YOLO (You Only Look Once) is a family of computer vision models that has gained significant fanfare since Joseph Redmon, Santosh Divvala, Ross Girshick, and Ali Farhadi introduced the novel architecture in 2016 at CVPR – even winning OpenCV's People Choice Awards.

OpenCV CEO Satya Mallick and Roboflow CEO Joseph Nelson discuss all the architectures in the YOLO family of models.

But what exactly is the YOLO computer vision family of models? Where did YOLO come from, why is it novel, and why do there seem to be so many versions?

The Origins of YOLO: You Only Look Once

The original YOLO (You Only Look Once) was written by Joseph Redmon in a custom framework called Darknet.

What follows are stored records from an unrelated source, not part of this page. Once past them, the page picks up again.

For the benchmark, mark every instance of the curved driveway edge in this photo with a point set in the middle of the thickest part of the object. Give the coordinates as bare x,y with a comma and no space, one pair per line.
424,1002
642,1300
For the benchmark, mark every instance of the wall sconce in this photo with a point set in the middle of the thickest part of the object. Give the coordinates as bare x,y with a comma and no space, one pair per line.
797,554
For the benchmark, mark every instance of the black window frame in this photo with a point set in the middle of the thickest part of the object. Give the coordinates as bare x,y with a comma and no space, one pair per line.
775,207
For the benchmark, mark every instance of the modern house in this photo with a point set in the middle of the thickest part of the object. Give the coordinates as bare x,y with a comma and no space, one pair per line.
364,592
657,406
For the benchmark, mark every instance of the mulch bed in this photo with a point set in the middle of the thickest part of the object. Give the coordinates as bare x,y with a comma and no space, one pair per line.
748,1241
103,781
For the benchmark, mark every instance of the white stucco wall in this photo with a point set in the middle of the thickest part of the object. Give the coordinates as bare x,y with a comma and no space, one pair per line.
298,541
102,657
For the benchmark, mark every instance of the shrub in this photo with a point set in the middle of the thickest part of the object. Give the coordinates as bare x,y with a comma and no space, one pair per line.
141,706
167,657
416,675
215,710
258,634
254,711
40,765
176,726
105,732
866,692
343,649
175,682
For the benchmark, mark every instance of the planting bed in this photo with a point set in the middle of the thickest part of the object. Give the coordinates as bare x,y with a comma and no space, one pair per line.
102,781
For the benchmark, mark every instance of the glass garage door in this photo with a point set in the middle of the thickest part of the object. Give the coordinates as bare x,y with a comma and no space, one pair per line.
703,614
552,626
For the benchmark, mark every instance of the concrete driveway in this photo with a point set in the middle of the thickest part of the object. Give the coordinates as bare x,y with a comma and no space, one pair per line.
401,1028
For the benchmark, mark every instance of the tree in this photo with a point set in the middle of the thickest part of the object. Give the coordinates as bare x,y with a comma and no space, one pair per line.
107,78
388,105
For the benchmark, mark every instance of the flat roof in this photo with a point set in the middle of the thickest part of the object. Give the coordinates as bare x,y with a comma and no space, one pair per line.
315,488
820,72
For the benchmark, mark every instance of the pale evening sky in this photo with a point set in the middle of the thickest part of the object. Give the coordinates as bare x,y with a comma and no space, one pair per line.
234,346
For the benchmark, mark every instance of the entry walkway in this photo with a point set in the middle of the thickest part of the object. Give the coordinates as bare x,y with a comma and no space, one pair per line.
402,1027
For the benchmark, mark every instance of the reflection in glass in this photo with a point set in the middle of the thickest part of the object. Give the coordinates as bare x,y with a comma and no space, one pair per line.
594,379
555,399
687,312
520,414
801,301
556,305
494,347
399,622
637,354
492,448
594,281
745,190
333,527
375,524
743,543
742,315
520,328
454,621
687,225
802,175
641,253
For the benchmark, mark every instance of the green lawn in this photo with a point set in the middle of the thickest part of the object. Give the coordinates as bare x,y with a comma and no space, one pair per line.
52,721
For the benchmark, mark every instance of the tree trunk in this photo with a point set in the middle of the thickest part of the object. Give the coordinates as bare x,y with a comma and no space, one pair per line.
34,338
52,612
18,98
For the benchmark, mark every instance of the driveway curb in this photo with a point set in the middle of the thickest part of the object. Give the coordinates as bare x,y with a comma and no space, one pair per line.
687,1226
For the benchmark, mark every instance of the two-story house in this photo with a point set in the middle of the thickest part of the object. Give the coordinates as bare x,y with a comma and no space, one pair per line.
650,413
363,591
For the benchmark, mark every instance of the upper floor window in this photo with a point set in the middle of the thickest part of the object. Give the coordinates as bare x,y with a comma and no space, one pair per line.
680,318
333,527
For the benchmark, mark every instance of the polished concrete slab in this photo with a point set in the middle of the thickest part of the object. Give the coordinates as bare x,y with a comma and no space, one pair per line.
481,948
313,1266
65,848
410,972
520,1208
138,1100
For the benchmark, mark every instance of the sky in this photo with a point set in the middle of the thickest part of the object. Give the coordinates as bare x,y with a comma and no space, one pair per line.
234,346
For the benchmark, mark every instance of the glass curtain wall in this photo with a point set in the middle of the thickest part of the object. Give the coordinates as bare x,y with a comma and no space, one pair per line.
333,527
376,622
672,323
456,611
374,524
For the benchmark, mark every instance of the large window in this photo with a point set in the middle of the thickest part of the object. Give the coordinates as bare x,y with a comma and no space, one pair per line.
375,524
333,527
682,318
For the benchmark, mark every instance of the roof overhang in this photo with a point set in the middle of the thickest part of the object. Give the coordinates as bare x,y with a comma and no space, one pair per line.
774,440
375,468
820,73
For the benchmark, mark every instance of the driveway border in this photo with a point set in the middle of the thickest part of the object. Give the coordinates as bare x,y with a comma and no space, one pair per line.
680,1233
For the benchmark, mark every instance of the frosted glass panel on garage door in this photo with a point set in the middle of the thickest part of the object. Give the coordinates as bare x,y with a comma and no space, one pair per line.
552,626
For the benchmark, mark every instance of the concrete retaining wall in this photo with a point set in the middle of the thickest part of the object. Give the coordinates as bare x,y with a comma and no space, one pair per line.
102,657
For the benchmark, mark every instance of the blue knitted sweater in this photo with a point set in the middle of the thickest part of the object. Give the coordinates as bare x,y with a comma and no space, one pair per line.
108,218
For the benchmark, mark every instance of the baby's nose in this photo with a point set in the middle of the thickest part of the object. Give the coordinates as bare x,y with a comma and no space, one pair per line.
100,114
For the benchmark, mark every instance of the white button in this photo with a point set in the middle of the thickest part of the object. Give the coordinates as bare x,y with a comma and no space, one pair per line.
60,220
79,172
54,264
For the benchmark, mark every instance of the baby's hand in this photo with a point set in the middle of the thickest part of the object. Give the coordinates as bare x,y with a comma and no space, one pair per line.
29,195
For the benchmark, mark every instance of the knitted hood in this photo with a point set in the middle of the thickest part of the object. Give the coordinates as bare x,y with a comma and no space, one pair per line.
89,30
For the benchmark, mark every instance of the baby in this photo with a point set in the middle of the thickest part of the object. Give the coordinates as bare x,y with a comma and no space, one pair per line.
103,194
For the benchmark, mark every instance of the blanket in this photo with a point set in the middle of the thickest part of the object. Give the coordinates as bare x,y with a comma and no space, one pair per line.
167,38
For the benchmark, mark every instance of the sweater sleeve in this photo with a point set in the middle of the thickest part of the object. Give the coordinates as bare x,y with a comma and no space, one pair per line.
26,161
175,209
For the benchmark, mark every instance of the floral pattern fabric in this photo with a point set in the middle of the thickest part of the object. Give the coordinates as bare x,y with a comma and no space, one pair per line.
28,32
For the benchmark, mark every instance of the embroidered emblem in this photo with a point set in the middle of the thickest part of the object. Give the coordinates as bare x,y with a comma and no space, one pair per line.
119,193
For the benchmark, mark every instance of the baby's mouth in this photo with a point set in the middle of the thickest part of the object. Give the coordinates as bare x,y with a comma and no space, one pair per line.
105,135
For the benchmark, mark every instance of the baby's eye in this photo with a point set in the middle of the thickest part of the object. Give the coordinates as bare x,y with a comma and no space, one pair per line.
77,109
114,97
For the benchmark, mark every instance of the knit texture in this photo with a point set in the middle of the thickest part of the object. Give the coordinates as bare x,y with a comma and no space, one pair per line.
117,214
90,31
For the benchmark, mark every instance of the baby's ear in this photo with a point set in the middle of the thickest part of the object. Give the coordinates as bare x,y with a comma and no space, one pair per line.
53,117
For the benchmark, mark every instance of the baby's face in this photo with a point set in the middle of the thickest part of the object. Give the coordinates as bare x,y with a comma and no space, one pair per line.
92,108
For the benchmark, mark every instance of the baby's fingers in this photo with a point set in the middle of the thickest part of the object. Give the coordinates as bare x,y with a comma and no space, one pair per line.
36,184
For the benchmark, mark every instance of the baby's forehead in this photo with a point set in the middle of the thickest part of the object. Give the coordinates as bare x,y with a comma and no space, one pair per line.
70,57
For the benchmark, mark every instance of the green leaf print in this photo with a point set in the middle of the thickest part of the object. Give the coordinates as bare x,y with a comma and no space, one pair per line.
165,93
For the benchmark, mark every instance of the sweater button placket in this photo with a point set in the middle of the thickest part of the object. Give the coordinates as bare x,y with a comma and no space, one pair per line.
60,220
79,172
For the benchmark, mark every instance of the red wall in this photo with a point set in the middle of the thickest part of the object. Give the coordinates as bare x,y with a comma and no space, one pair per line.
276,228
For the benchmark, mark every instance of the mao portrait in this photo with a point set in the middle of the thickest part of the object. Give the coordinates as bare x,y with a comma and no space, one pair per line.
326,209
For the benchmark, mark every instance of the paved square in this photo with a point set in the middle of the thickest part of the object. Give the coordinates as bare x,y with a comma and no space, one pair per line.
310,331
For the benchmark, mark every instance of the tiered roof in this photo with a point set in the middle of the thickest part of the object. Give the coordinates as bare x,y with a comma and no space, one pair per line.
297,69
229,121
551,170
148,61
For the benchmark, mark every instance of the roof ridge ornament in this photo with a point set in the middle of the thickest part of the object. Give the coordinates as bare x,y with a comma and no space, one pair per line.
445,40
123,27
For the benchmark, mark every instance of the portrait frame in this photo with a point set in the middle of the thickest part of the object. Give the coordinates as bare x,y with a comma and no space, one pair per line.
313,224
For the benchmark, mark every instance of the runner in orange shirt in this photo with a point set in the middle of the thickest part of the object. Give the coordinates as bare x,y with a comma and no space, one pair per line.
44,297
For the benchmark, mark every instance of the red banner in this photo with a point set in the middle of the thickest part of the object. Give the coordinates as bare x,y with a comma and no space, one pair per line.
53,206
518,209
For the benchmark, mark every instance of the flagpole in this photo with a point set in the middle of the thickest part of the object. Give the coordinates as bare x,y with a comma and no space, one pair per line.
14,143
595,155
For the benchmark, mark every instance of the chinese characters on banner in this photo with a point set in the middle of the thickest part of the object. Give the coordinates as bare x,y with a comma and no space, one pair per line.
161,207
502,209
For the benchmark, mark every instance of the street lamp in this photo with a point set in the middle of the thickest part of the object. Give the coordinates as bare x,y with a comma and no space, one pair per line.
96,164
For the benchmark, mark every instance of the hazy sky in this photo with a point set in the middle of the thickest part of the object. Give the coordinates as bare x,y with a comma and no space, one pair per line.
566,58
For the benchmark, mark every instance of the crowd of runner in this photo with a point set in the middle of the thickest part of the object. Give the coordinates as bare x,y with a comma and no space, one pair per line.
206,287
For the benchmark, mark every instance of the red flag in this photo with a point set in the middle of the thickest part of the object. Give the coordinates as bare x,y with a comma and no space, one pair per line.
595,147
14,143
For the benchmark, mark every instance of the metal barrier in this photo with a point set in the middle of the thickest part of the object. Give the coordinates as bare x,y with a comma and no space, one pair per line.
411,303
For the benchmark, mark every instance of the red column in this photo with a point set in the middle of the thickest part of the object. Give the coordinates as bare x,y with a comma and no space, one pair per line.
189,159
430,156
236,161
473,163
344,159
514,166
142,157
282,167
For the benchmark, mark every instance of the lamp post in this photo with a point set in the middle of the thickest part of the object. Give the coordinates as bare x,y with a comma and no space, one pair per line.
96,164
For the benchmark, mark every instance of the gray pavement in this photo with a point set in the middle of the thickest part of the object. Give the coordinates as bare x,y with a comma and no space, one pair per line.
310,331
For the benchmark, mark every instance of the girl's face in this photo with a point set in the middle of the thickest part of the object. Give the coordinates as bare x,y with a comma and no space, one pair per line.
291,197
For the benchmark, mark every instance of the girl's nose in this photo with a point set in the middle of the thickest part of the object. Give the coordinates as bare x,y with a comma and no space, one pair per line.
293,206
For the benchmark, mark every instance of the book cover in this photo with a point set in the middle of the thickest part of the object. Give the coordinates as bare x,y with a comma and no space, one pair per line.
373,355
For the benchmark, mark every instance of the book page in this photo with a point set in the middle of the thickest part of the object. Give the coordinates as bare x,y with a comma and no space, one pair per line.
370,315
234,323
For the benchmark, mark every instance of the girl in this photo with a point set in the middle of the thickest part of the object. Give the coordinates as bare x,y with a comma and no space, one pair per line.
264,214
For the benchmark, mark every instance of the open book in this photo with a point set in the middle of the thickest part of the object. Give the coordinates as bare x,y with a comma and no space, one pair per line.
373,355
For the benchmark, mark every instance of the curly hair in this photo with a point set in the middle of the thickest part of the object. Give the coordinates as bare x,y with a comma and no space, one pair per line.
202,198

Darknet is a very flexible research framework written in low level languages and has produced a series of the best realtime object detectors in computer vision: YOLO, YOLOv2, YOLOv3, YOLOv4, YOLOv5, YOLOV6, YOLOV7, YOLOv8, YOLO-NAS, YOLO-World, and YOLOv9.

The YOLO family of models has continued to evolve since the initial release in 2016. Notably, YOLOv2 and YOLOv3 are both by Joseph Redmon. YOLO models after YOLOv3 are written by new authors and – rather than being considered strictly sequential releases to YOLOv3 – have varying goals based on the authors' whom released them.

The original YOLO model was the first object detection network to combine the problem of drawing bounding boxes and identifying class labels in one end-to-end differentiable network.

Some object detection models treat the detection pass as a two-part problem. First, identify the regions of interest (bounding boxes) for where an object is present. Second, classify that specific region of interest. This is considered a two-stage detector, and popular models like Faster RCNN leverage this approach.

The YOLO Algorithm and Architecture

YOLO is a single stage detector, handling both the object identification and classification in a single pass of the network. YOLO is not the only single stage detection models (e.g. MobileNetSSDv2 is another popular single shot detector), but it is generally more performant in terms of speed and accuracy.

In treating the detection task as a single shot regression approach for identifying bounding boxes, YOLO models are often very fast and very small – often making them faster to train and easier to deploy, especially to compute-limited edge devices.

What are YOLO Models Used For?

The YOLO algorithm is used for real-time object detection. Before YOLO, R-CNNs were among the most common method of detecting objects, but the were slow and not as useful for real-time applications. YOLO provides the speed necessary for use cases that require fast inference, such as detecting cars, identifying animals, and monitoring for safety violations.

Here are a few more situations where YOLO might be useful:

  1. Identifying intruders in a factory.
  2. Monitoring vehicle movement on a building site.
  3. Understanding traffic patterns on a road (i.e. finding the times during which a road is most and least used).
  4. Identifying smoke from fires in the wild.
  5. Monitoring to ensure workers wear the right PPE in certain environments (i.e. while using tools or working with chemicals that emit hazardous fumes).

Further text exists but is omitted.